SLIM on the lunar surface captured by the LEV-2 rover (SORA-Q). Credit: JAXA / TOMY / Sony Group Corporation / Doshisha University.
NASA’s Lunar Reconnaissance Orbiter (LRO) twice transmitted a laser pulse to a cookie-sized retroreflector aboard JAXA’s SLIM lander on the Moon and received a return signal.
On May 24, 2024, as LRO passed 70 kilometers above SLIM (Smart Lander for Investigating Moon) during two successive orbits, it sent a signal to the lander with its laser altimeter instrument as it had done eight times before. But on both attempts, the signal bounced back to LRO’s detector.
This is a significant advancement for NASA, as the craft is not in an optimal position. Retroreflectors are typically attached to the top of landers, giving LRO a 120-degree range of angles to aim at as it sends laser pulses at the approximate location of a retroreflector. However, the SLIM lander touched down on the surface with its top oriented sideways, limiting LRO’s range.
To increase its chances of hitting its target, the LRO team worked with JAXA to determine SLIM’s exact location and orientation. NASA engineers then predicted when LRO’s orbital path would bring it to the coordinates that would give it the best chance of hitting SLIM’s retroreflector with the laser beams.
“The LRO altimeter was not designed for this type of application, so the chances of locating a tiny retroreflector on the lunar surface are already low,” said Xiaoli Sun, who led the team that built SLIM’s retroreflector at NASA’s Goddard Space Flight Center in Greenbelt, Maryland, as part of a partnership between NASA and JAXA.
“The fact that the LRO team was able to develop a retroreflector that points sideways, instead of skyward, shows that these little devices are incredibly resilient,” Sun said.

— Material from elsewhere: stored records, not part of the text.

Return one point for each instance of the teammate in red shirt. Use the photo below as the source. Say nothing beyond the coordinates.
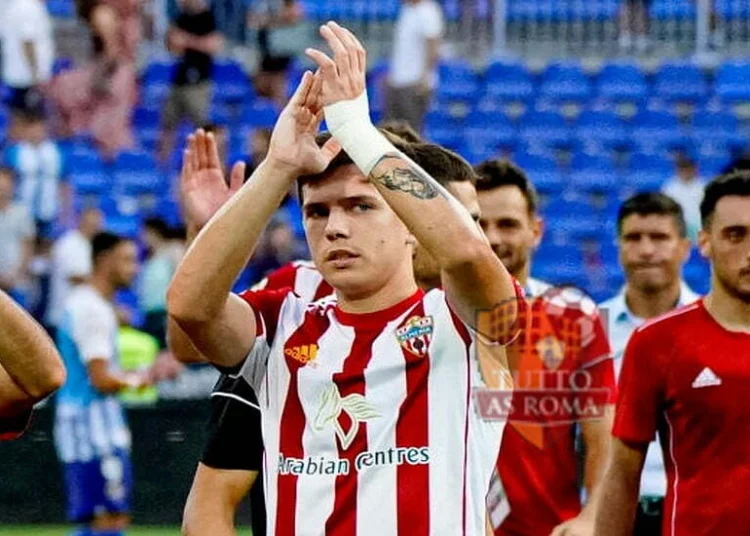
(685, 376)
(368, 419)
(564, 343)
(30, 367)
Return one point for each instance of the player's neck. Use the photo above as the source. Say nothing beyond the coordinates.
(388, 295)
(729, 311)
(103, 286)
(652, 304)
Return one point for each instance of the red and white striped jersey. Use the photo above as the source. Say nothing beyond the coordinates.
(369, 422)
(302, 277)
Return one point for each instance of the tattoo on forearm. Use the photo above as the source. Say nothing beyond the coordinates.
(411, 180)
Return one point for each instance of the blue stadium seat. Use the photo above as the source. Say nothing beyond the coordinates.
(657, 129)
(231, 82)
(682, 82)
(136, 173)
(458, 82)
(155, 83)
(733, 82)
(490, 130)
(732, 9)
(593, 175)
(604, 128)
(673, 9)
(88, 176)
(545, 128)
(443, 129)
(262, 113)
(719, 126)
(565, 82)
(508, 82)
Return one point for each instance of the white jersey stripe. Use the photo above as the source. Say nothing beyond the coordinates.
(315, 492)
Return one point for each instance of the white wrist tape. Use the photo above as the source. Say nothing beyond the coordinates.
(349, 122)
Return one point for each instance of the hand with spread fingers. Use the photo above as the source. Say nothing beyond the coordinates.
(293, 144)
(343, 77)
(203, 188)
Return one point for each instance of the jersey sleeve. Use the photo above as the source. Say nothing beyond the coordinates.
(94, 334)
(14, 427)
(596, 354)
(642, 388)
(235, 439)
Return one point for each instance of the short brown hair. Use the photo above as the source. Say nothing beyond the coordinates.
(342, 159)
(443, 165)
(502, 172)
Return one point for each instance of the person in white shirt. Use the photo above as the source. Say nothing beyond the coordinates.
(687, 189)
(413, 74)
(653, 243)
(28, 48)
(71, 262)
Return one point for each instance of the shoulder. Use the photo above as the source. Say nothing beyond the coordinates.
(670, 325)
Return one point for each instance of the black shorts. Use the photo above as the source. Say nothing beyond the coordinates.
(234, 440)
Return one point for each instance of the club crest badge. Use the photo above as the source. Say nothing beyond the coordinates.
(415, 335)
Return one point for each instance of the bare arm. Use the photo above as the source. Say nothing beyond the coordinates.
(220, 325)
(212, 503)
(615, 514)
(596, 438)
(30, 367)
(473, 277)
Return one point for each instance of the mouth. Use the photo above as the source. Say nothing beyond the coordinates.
(341, 257)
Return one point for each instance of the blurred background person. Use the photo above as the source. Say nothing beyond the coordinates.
(277, 23)
(17, 235)
(28, 50)
(413, 70)
(686, 187)
(195, 39)
(71, 263)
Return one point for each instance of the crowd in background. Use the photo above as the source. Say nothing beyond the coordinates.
(46, 228)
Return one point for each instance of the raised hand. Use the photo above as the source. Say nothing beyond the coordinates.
(293, 143)
(203, 188)
(343, 77)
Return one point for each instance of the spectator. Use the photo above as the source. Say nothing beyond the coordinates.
(71, 263)
(98, 99)
(16, 240)
(195, 38)
(38, 163)
(413, 75)
(278, 23)
(687, 189)
(634, 21)
(157, 272)
(28, 50)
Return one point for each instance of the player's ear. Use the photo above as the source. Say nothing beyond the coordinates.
(704, 243)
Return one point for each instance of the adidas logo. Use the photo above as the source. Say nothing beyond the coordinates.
(707, 378)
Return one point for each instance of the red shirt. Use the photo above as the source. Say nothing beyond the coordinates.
(564, 341)
(13, 427)
(687, 378)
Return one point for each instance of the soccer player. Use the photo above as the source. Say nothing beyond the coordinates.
(30, 367)
(231, 462)
(653, 243)
(91, 436)
(564, 344)
(368, 420)
(685, 375)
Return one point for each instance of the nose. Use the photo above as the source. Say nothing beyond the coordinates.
(337, 225)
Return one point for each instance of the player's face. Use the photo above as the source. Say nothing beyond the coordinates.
(357, 242)
(651, 251)
(726, 243)
(426, 268)
(124, 264)
(512, 232)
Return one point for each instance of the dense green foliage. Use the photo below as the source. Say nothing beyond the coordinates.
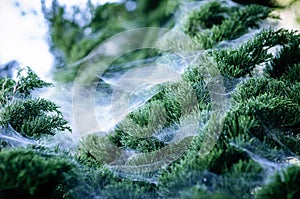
(30, 116)
(225, 129)
(283, 185)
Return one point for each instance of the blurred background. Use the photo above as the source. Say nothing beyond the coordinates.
(49, 36)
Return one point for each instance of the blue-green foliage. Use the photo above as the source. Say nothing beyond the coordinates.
(283, 185)
(29, 116)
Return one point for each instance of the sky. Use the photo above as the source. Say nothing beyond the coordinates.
(23, 34)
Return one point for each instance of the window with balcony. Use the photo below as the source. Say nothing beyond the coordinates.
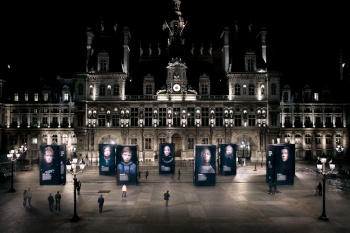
(102, 90)
(190, 143)
(238, 120)
(251, 89)
(251, 120)
(219, 116)
(148, 143)
(237, 89)
(205, 116)
(101, 120)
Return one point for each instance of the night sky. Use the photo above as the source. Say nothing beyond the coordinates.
(47, 40)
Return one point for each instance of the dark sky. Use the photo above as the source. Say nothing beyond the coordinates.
(48, 39)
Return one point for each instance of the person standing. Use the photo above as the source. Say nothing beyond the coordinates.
(166, 197)
(51, 201)
(78, 187)
(25, 197)
(319, 186)
(124, 191)
(58, 200)
(100, 201)
(29, 196)
(270, 188)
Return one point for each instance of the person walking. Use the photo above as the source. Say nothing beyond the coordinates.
(51, 201)
(29, 196)
(319, 186)
(25, 197)
(270, 188)
(166, 197)
(58, 200)
(78, 187)
(100, 201)
(124, 191)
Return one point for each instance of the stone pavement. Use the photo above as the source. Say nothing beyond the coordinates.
(238, 203)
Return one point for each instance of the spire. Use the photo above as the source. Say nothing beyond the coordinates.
(176, 26)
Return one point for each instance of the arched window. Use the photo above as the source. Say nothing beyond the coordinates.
(237, 89)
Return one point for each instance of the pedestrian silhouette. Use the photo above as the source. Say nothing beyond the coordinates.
(319, 186)
(78, 187)
(124, 191)
(166, 197)
(58, 200)
(100, 201)
(25, 197)
(51, 201)
(29, 196)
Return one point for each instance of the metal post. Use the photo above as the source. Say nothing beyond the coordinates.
(12, 190)
(324, 216)
(75, 217)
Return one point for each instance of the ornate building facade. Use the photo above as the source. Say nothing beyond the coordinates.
(188, 93)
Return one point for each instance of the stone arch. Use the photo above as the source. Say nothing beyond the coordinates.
(177, 140)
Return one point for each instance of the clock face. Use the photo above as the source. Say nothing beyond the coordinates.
(176, 87)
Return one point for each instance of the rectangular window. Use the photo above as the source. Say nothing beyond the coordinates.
(46, 96)
(297, 121)
(251, 120)
(205, 116)
(162, 140)
(162, 116)
(318, 122)
(238, 120)
(176, 117)
(273, 119)
(148, 117)
(34, 141)
(45, 122)
(190, 116)
(64, 122)
(54, 122)
(115, 119)
(134, 116)
(102, 120)
(219, 117)
(205, 140)
(328, 121)
(80, 120)
(115, 89)
(65, 97)
(133, 141)
(148, 143)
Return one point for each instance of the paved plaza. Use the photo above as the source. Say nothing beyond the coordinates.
(238, 203)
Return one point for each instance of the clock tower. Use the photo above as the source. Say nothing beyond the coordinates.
(176, 77)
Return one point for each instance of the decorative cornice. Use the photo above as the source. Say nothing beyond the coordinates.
(108, 75)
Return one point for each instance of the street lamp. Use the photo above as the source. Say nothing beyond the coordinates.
(321, 166)
(13, 155)
(72, 168)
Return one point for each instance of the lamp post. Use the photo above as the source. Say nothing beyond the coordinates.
(72, 168)
(339, 149)
(13, 155)
(321, 166)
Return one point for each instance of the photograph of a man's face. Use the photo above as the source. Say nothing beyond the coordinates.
(107, 159)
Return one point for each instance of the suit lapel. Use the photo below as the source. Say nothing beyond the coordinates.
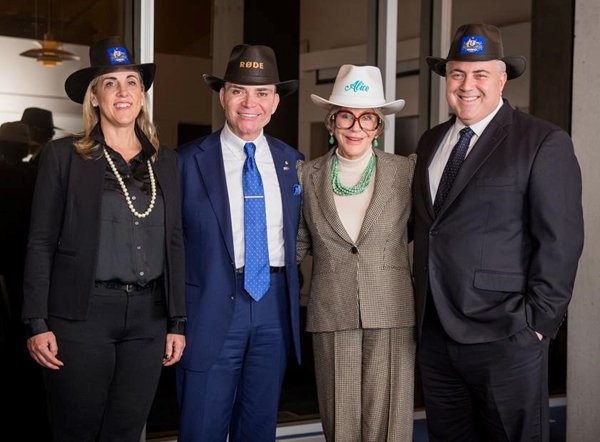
(90, 185)
(490, 139)
(212, 171)
(384, 180)
(321, 182)
(283, 170)
(427, 154)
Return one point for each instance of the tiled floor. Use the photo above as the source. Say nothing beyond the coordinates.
(312, 431)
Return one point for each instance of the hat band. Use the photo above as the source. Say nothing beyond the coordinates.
(346, 100)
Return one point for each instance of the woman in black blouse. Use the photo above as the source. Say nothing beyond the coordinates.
(103, 295)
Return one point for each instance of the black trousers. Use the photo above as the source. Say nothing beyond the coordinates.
(488, 392)
(113, 362)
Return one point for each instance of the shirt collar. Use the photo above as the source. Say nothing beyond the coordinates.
(235, 144)
(478, 127)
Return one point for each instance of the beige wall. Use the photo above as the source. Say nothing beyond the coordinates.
(583, 333)
(180, 94)
(24, 83)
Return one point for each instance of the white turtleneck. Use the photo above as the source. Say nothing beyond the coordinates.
(352, 208)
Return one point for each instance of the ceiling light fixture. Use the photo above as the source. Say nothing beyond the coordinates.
(50, 52)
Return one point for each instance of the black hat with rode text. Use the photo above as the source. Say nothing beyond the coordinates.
(478, 42)
(252, 65)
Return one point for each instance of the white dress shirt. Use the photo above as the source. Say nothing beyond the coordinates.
(234, 157)
(438, 163)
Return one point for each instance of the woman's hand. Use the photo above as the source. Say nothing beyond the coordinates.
(43, 349)
(173, 349)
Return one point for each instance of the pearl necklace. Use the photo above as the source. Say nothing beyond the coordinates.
(126, 192)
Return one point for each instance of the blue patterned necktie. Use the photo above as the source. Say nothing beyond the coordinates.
(256, 267)
(457, 156)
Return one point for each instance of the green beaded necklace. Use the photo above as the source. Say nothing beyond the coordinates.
(359, 187)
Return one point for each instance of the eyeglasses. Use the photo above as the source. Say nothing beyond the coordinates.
(366, 121)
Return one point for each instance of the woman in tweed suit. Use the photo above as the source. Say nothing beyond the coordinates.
(356, 205)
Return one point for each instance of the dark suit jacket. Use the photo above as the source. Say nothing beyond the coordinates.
(502, 254)
(65, 233)
(210, 261)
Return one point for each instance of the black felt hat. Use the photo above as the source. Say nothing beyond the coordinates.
(106, 55)
(252, 65)
(478, 42)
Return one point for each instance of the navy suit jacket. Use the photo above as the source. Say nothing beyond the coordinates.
(502, 253)
(210, 277)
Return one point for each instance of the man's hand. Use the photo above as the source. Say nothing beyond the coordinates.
(43, 349)
(173, 349)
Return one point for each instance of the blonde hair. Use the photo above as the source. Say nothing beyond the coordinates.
(330, 125)
(86, 146)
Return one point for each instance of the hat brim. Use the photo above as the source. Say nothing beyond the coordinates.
(77, 83)
(284, 88)
(386, 108)
(515, 65)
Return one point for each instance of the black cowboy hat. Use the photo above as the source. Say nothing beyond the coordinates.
(252, 65)
(106, 55)
(478, 42)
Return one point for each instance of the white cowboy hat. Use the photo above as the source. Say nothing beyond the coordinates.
(359, 87)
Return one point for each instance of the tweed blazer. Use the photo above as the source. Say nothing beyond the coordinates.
(367, 283)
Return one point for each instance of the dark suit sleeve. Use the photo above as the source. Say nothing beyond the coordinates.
(46, 221)
(177, 310)
(556, 223)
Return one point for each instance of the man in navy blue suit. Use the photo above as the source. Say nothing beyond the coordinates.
(229, 379)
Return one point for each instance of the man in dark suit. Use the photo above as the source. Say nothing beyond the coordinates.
(498, 236)
(242, 286)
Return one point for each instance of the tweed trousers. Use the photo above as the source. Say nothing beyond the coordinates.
(365, 384)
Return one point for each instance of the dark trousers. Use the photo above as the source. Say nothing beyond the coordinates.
(113, 362)
(488, 392)
(239, 394)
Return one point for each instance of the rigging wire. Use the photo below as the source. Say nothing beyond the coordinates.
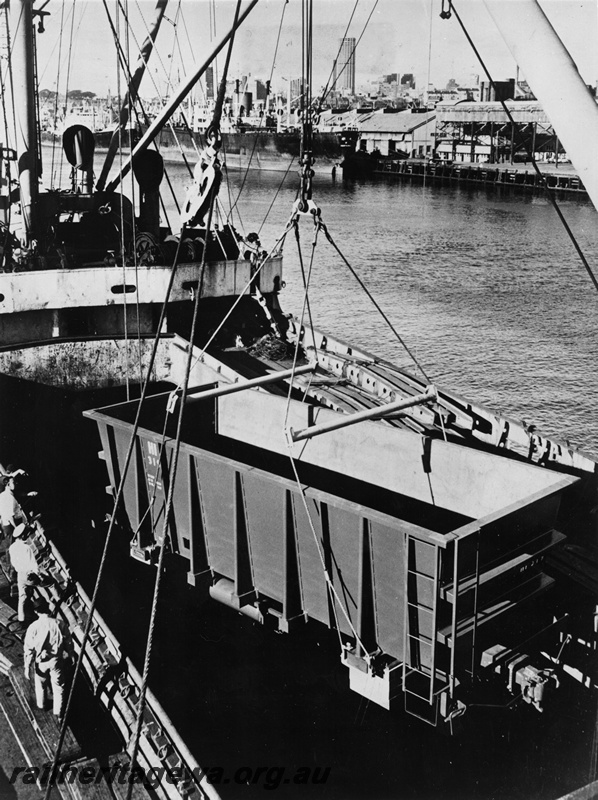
(133, 222)
(176, 450)
(550, 194)
(367, 22)
(72, 11)
(128, 73)
(112, 522)
(122, 226)
(373, 301)
(335, 62)
(8, 212)
(268, 85)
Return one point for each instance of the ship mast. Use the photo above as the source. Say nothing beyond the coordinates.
(132, 93)
(555, 80)
(22, 58)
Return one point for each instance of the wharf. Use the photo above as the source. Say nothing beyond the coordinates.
(93, 764)
(521, 177)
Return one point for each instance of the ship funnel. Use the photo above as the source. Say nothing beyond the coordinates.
(148, 168)
(78, 143)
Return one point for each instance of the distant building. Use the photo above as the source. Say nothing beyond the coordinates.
(344, 67)
(405, 133)
(498, 90)
(210, 83)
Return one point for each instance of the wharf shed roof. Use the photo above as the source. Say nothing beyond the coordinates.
(401, 122)
(522, 111)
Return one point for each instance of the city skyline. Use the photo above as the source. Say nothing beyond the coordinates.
(402, 36)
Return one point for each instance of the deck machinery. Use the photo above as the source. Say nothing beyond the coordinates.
(425, 551)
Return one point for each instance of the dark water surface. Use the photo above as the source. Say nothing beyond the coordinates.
(485, 289)
(489, 295)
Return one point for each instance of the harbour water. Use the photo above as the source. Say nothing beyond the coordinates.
(485, 288)
(489, 295)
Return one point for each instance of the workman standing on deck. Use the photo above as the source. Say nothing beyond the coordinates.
(11, 513)
(49, 645)
(25, 565)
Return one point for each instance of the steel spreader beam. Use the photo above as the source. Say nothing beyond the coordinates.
(370, 413)
(273, 377)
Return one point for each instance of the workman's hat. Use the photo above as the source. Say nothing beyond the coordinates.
(40, 606)
(19, 530)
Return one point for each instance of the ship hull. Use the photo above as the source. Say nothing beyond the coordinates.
(259, 150)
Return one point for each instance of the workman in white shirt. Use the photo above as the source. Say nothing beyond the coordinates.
(25, 565)
(48, 645)
(11, 513)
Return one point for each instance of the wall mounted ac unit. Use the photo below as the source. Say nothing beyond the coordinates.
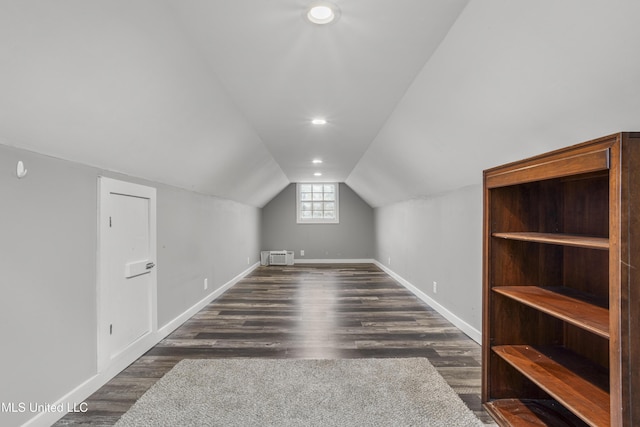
(281, 258)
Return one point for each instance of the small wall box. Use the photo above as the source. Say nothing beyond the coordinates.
(561, 282)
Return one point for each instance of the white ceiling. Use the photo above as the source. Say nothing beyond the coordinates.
(283, 71)
(216, 96)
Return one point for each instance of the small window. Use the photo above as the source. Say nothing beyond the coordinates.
(317, 203)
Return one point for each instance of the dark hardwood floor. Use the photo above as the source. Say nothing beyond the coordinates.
(314, 311)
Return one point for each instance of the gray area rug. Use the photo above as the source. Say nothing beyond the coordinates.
(268, 392)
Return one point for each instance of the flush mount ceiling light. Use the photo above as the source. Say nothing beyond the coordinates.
(322, 12)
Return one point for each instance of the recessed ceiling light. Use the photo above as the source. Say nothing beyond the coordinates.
(322, 12)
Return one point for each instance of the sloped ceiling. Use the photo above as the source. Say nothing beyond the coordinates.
(216, 96)
(511, 80)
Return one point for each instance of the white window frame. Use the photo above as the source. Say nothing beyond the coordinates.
(300, 201)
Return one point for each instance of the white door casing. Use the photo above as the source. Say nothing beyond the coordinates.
(127, 279)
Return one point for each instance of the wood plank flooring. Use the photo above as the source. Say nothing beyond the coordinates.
(314, 311)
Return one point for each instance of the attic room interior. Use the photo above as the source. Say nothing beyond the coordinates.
(383, 150)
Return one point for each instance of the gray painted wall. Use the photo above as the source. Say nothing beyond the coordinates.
(352, 238)
(48, 242)
(437, 239)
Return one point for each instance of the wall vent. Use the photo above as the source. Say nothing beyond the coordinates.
(281, 258)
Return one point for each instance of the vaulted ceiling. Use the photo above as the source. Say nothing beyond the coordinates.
(217, 96)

NASA and JAXA bounce laser beam between Moon surface and lunar orbit
NASA’s laser retroreflector array installed on JAXA’s SLIM lander prior to launch. Credit: JAXA
SLIM landed on the moon’s surface on January 20. The retroreflector on board the lander, called the Laser Retroreflector Array, is one of six that NASA has sent to the moon aboard private and public landers, and the second to beam back to the LRO altimeter.
The first time a laser beam was transmitted from the LRO to a NASA retroreflector and vice versa was on December 12, 2023, when the LRO beamed a signal to ISRO’s (Indian Space Research Organisation) Vikram lander. Since then, the LRO has exchanged laser signals with Vikram three times.
NASA’s retroreflector consists of eight cube-shaped quartz prisms housed in a 2-inch-wide, domed aluminum frame. Requiring no power or maintenance, the retroreflectors can remain on the Moon’s surface for decades, providing reliable beacons for future missions.
Retroreflectors could guide Artemis astronauts to the surface in the dark, for example, or mark the location of spacecraft already on the surface to help astronauts and uncrewed spacecraft land nearby.
LRO’s laser altimeter, the only laser instrument orbiting the Moon so far, was designed to map the Moon’s topography to prepare for missions to the surface, not to pinpoint to within 1/100th of a degree of a retroreflector, which is what LRO engineers try to do with every ping.